Andrew Sarris complained that "Friedkin’s biggest weakness is his inability to provide enough visual information about his characters…whole passages of the movie’s exposition were one long buzz of small talk and name droppings…The Exorcist succeeds on one level as an effectively excruciating entertainment, but on another, deeper level it is a thoroughly evil film."

Writing in Rolling Stone, Jon Landau felt the film was, "Nothing more than a religious porn film, the gaudiest piece of shlock this side of Cecil B. DeMille (minus that gentleman’s wit and ability to tell a story) …"

Numerous of audiences have reported to have fainted during the movie, and went to therapy. Ellen Burstyn had said in an interview that while filming her successful Alice Doesn't Live Here Anymore, she took the crew to see the film as a gift. She said that the audience did not faint with the vomiting scene or any other, but the needle in the neck.

She saw a woman fainting on the aisle and she and other people came to help her. As Burstyn did that, she realized that if the woman saw her, she (the woman) would faint or possibly have a heart attack.

Also, Burstyn said that while watching the news, it said that a long line was outside a theater and that it was blizzard waiting to see the film. None of the cast or crew thought this movie would be so interesting, have psychological problems with people, and scare the audiences so badly.

Over the years, The Exorcist's critical reputation has grown considerably. The film currently has an 84% "Certified Fresh" approval rating on the Rotten Tomatoes website, based on 40 reviews the website collected. Some critics regard it as being one of the best and most effective horror films; admirers say the film balances a stellar script, gruesome effects, and outstanding performances.

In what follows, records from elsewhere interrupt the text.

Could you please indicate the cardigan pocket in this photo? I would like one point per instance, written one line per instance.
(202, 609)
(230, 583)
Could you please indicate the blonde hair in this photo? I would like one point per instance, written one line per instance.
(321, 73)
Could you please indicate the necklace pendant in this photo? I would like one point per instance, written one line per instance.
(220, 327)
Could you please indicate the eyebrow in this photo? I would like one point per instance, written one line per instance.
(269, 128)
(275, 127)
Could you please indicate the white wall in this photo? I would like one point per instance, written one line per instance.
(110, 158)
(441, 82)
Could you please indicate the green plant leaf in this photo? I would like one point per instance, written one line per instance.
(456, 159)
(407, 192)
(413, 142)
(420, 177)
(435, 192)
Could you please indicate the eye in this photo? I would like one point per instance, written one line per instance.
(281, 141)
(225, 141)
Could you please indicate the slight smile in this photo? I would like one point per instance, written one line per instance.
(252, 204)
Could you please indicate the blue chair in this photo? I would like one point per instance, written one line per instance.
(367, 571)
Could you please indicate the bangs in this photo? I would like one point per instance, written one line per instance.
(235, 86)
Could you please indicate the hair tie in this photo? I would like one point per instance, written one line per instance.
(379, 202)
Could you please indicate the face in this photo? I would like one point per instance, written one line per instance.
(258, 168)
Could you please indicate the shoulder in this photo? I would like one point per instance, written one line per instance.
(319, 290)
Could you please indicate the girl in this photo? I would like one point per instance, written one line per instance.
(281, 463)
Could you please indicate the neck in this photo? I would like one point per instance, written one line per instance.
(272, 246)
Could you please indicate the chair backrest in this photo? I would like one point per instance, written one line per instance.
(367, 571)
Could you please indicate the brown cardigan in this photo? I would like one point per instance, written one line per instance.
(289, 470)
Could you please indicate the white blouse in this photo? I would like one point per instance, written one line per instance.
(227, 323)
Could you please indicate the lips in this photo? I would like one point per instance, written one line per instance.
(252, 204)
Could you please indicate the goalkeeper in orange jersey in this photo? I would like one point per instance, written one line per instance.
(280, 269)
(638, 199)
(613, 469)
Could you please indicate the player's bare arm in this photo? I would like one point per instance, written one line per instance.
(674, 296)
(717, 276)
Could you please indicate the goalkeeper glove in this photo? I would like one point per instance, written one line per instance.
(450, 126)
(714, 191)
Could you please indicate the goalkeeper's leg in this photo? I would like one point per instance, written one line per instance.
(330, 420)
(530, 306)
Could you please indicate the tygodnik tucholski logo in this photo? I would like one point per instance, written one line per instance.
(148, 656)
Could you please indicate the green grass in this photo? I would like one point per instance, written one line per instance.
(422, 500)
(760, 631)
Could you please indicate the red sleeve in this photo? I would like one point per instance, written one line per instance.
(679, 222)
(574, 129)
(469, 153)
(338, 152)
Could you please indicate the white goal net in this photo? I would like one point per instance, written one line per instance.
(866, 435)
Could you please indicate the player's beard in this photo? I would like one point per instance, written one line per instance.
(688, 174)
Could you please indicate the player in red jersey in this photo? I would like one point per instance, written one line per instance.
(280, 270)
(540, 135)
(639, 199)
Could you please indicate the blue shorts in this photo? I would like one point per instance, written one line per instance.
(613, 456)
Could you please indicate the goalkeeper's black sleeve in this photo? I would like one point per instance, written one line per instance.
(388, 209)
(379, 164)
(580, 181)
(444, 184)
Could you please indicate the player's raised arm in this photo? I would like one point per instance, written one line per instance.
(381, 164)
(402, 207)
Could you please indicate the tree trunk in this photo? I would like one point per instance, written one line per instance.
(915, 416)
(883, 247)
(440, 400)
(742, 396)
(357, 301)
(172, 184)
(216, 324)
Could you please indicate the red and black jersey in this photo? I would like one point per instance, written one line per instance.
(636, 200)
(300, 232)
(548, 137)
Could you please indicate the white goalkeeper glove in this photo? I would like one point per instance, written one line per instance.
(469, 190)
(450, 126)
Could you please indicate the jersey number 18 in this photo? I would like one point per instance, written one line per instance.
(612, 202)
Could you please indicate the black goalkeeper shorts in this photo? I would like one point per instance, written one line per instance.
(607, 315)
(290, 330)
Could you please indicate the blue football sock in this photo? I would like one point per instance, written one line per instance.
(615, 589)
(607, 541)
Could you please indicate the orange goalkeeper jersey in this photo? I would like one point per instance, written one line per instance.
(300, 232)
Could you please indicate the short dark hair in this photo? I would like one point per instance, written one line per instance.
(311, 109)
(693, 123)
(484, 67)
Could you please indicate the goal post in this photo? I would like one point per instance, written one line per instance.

Chicago Tribune film critic Gene Siskel placed it in the top five films released that year. However, the movie has its detractors as well, including Kim Newman who has criticized it for messy plot construction, conventionality and overblown pretentiousness, among other perceived defects. Writer James Baldwin provides an extended negative critique in his book length essay The Devil Finds Work.

Director Martin Scorsese placed The Exorcist on his list of the 11 scariest horror films of all time. In 2008, the film was selected by Empire Magazine as one of The 500 Greatest Movies Ever Made. It was also placed on a similar list of 1000 movies by The New York Times.